Fig. 3 |. ER shaping proteins are regulated with obesity and exogenous expression of ER shaping proteins regulates metabolic function of hepatocytes.

a, Left panel: Immunoblot analysis of indicated proteins in total liver lysates. Right panel: Quantification of the immunoblots. n=3 for lean and obese (*p<0.03, **p<0.005). b, Left panel: Immunoblot analysis of indicated proteins from ER fraction isolated from livers of lean and obese mice. Right panel: Quantification of the immunoblots. n=5 for lean and obese (*p<0.021, ****p<0.0001). c, Representative TEM images from liver sections of lean mice expressing either Ad-GFP control or Ad-Reep5. Ad: Adenovirus. Inset shows the ER organization in more detail. d, Triglyceride content of livers from lean mice expressing either Ad-GFP control (n=6 mice) or Ad-GFP-Reep5 construct (n=5 mice) (*p=0.016). e, Representative TEM from primary hepatocytes derived from obese mice exogenously expressing GFP (left) and Climp-63-Myc (right). f, Confocal images of immunofluorescence staining for endogenous Sec61β in primary hepatocytes from obese mice expressing Ad-LacZ (left) and Ad-Climp-63-Myc (right). g, Quantification of fluorescence signal. n=19 fields for Ad-LacZ and n=23 fields for Ad-Climp-63 (*p=0.0241), representative of 3 experiments. h, De novo lipogenesis assay in primary hepatocytes isolated from obese mice, expressing Ad-LacZ (control) or Ad-Climp-63. ¹⁴C-labeled acetate incorporation into the newly synthesized lipids was measured and normalized by total protein (**p=0.0089). n=42 measurements (from 5 mice per group), combined from 5 independent experiments. i, Gluconeogenesis assay in primary hepatocytes isolated from obese mice, expressing Ad-LacZ or Ad-Climp-63 (*p=0.0109, **p=0.0058). Cells were treated with the indicated gluconeogenic substrates in the presence of 100nM glucagon for 3 hours. n=5 biological replicates for pyruvate, lactate and glutamine and n=6 biological replicates for glycerol condition. All data (Fig. 3a–c, g–i) are presented as mean values +/− SEM. Unpaired t-test was used for all the statistical analyses.

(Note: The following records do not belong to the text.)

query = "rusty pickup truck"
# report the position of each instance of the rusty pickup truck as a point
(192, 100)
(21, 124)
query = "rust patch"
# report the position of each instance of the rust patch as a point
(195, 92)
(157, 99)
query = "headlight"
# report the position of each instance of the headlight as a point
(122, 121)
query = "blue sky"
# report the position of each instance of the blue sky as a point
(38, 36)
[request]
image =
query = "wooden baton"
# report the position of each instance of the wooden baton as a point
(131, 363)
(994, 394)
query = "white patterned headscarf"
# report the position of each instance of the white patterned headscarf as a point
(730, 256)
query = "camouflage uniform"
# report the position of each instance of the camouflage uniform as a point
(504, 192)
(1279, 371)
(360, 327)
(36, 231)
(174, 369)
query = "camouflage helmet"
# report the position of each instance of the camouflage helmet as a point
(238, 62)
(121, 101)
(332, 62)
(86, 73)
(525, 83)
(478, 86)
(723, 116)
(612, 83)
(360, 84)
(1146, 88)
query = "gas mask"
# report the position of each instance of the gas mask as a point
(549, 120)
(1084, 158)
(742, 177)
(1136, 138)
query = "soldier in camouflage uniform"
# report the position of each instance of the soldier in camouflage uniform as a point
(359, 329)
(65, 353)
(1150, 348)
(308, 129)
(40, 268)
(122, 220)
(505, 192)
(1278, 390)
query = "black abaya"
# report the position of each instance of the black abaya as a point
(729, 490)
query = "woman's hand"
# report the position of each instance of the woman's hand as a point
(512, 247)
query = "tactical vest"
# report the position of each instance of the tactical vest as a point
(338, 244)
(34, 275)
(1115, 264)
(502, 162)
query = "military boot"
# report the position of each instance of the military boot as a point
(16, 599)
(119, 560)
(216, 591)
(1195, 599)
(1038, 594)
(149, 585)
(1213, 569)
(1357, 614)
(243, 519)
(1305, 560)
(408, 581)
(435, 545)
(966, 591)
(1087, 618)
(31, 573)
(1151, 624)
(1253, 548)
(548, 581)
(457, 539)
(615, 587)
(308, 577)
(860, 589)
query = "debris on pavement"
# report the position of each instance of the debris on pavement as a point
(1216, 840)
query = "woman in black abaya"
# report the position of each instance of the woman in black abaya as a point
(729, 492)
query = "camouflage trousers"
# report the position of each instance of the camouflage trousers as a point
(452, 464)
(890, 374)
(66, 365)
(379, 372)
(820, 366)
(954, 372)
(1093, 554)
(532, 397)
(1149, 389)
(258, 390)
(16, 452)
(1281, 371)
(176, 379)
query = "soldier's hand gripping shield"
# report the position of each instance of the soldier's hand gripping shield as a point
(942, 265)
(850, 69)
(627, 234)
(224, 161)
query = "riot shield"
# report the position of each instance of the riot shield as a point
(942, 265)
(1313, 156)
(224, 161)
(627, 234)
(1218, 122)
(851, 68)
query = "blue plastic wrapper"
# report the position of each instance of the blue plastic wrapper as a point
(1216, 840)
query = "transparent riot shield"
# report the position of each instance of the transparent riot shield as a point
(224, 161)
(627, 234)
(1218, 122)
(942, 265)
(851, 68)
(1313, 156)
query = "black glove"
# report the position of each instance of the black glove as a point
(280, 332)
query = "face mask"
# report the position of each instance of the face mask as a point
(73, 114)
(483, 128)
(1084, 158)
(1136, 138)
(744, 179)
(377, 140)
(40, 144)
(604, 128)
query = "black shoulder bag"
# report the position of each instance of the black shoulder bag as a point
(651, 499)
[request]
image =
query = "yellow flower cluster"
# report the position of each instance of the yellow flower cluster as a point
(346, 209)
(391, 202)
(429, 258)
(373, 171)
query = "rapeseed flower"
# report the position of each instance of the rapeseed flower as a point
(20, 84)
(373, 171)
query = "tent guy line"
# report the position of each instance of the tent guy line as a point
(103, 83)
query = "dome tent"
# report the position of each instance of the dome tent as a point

Fig. 4 |. Expression of Climp-63 in livers of obese mice improves systemic metabolism.

a, Segmentation of FIB-SEM from liver of obese mouse expressing Climp-63. b, Percent of organelle volume per cell; n=5 cells/group. c, Ratio of ER sheets to tubule volume in 5 cells/group (***p=0.0001). d, TEM from livers of obese mice expressing Ad-GFP (left) and Ad-Climp-63-Myc (right) Ad: Adenovirus. Scale: 1.118um. Inset: High-magnification image of ribosomes associated with ER sheets. e, Quantification of parallel stacks of ER in liver sections presented in Fig. 4d. n=18 for GFP and n=30 for Climp-63-myc TEM images of 3 mice per group (****p<0.0001). f, H&E staining of liver sections of obese mice expressing Ad-GFP (left) or Ad-Climp-63 (right). Scale bar: 65.4um. g, Liver triglyceride from Ad-LacZ (n=10) and Ad-Climp-63 (n=8) expressing obese mice (**p=0.0028). h, De novo lipogenesis assay; radioactivity normalized by mg of liver. n=8 liver lobes from 2 obese mice expressing Ad-LacZ and n=16 liver lobes from 4 obese mice expressing Ad-Climp-63 (**p=0.0037). i, ¹⁴C-palmitic acid-driven fatty acid oxidation in hepatocytes (obese) expressing Ad-LacZ (n=20) or Ad-Climp-63 (n=20). Pooled from 4 independent experiments (***p=0.0001). j, Left: Immunoblot of proteins in total liver lysates. Right: Quantification of immunoblots. n=3 for Ad-LacZ insulin+ and Ad-Climp-63 insulin+ (*p<0.017, **p=0.003). k, Insulin tolerance test in obese mice. n=7 for LacZ and n=10 for Climp-63-myc. Representative of 3 independent experiments (****p<0.0001). l, Blood glucose levels after overnight fasting. n=8 for Ad-LacZ and n=10 for Ad-Climp-63-myc (**p=0.0098). m, Left: Glucose tolerance test in obese mice expressing Ad-LacZ or Ad-Climp-63-myc. Right: area under the curve. n=8 Ad-LacZ and n=10 Ad-Climp-63-myc animals, representative of 3 independent experiments (***p=0.0002). All data (Fig. 4b,c,e,g–m) are presented as mean values +/− SEM. Unpaired t-test was used for all the statistical analyses, except for 4k-m. Two-way ANOVA was used in Fig. 4k,m.